Tamara Harbar
Going Green
So much oil has spilled this spring and summer, I’m starting to imagine the oil is trying to escape and return to the wild.
April’s Gulf of Mexico oil spill started the barrel rolling, as it were, followed by Egypt’s Red Sea spill (June 17), China’s Yellow Sea pipeline explosion (July 16), Enbridge’s pipeline leak into Michigan’s Kalamazoo River (July 26) and Mumbai’s cargo ship collision (Aug. 7).
So you could say I had oil on the brain when my husband and I drove to Michael Bublé’s “Crazy Love” concert in London on Aug. 9. Bublé’s thrilling performance made use of a powerful sound system and a pyrotechnic display of lights and images. The air conditioning, cranked up to the “human icicle” setting, helped the packed crowd at the John Labatt Centre chill and enjoy the show.
In spite of Bublé’s luscious vocals, I couldn’t help thinking how much oil was involved in that concert. According to the Ontario Power Authority, only 16 per cent of Ontario’s electricity comes from oil- and natural-gas fired energy, but the cars, SUVS and buses that brought people to the concert, including Bublé’s two massive tour buses, were made with and fuelled by oil and gasoline products.

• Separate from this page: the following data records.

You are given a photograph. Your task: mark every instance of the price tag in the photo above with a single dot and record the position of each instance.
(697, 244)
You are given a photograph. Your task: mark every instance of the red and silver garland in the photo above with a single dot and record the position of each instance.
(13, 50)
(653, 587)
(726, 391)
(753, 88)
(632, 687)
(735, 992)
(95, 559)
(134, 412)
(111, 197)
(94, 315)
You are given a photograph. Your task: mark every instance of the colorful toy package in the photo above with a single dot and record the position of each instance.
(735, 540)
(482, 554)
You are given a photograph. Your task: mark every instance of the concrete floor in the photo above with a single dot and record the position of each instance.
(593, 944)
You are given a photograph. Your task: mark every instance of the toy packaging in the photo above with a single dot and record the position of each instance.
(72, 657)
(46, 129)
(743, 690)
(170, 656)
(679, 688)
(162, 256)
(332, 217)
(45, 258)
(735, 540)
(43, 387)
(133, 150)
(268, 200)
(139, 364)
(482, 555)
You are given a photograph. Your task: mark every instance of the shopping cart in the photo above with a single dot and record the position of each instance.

Of course, almost everything in our lives is a petroleum-based product, including fertilizers for crops, cleaning products, plastic bags, contact lenses, medicines, umbrellas, the synthetic fibres in the clothes on our backs and anything else you can think of. You’ve probably heard the view that we’re all oil addicts.

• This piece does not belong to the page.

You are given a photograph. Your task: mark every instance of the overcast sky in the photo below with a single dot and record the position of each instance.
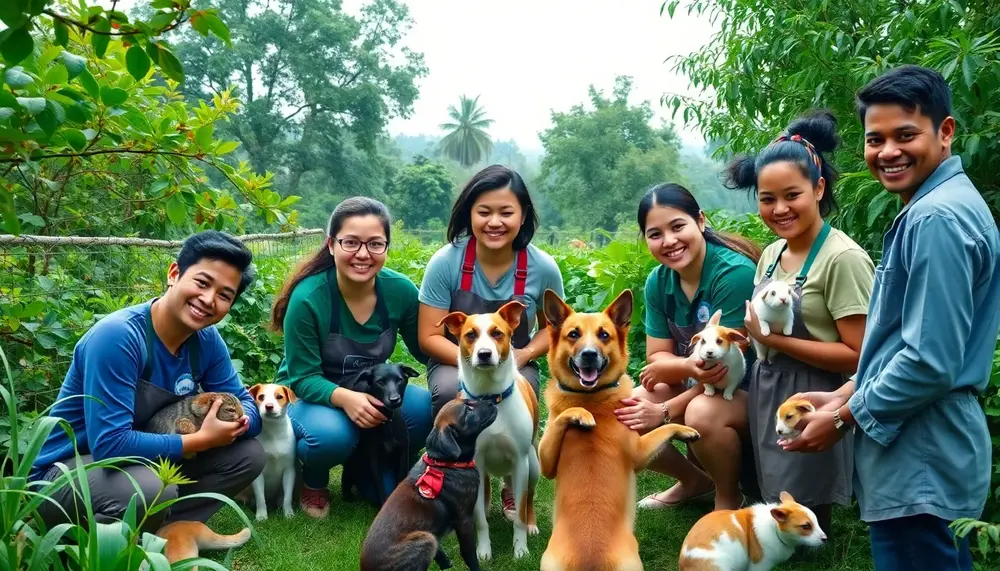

I disagree oil addiction is the problem. Sure, humanity may be behaving like a “gimme more” addict, demanding to be supplied, accepting the disastrous consequences of feeding the habit and even risking health and life. But as I listened to Bublé crooning, I wondered if the people whose sign said they’d travelled 1,000 kilometres to see him wanted to spew toxic fumes into the air as they drove or flew to London.
Did they deliberately choose a fuel source that risks oil spills, threatens ecosystems and contributes to asthma and cancer? And would anybody in the audience have minded if the Labatt Centre were powered by clean energy instead of polluting energy?
Of course not. None of us wants to spread toxins and pollution every time we turn on the air conditioner, drive to get groceries or pick up the kids from school. If we could heat and cool our buildings, travel, cook, produce the things we need, and enjoy a little entertainment through clean, affordable and harmless energy, who would prefer dirty energy sources instead?
The real problem is we don’t have another choice, another means to achieve our ends. But let’s not confuse the ends with the means.
Even the oil getting loose seems to be saying, “You really don’t want an old fossil like me, so I’m making a break for it whenever I can.”
Here’s hoping the damage this oozing black goo is causing to human and non-human life, to jobs and economies, will push the development of healthier options before our crazy love for crazy oil does us in. We need alternatives so we can let the oil – and ourselves – break free.
Then maybe thoughts of fossil fuels wouldn’t come between me and Michael Bublé anymore, either. That would be a good thing, too.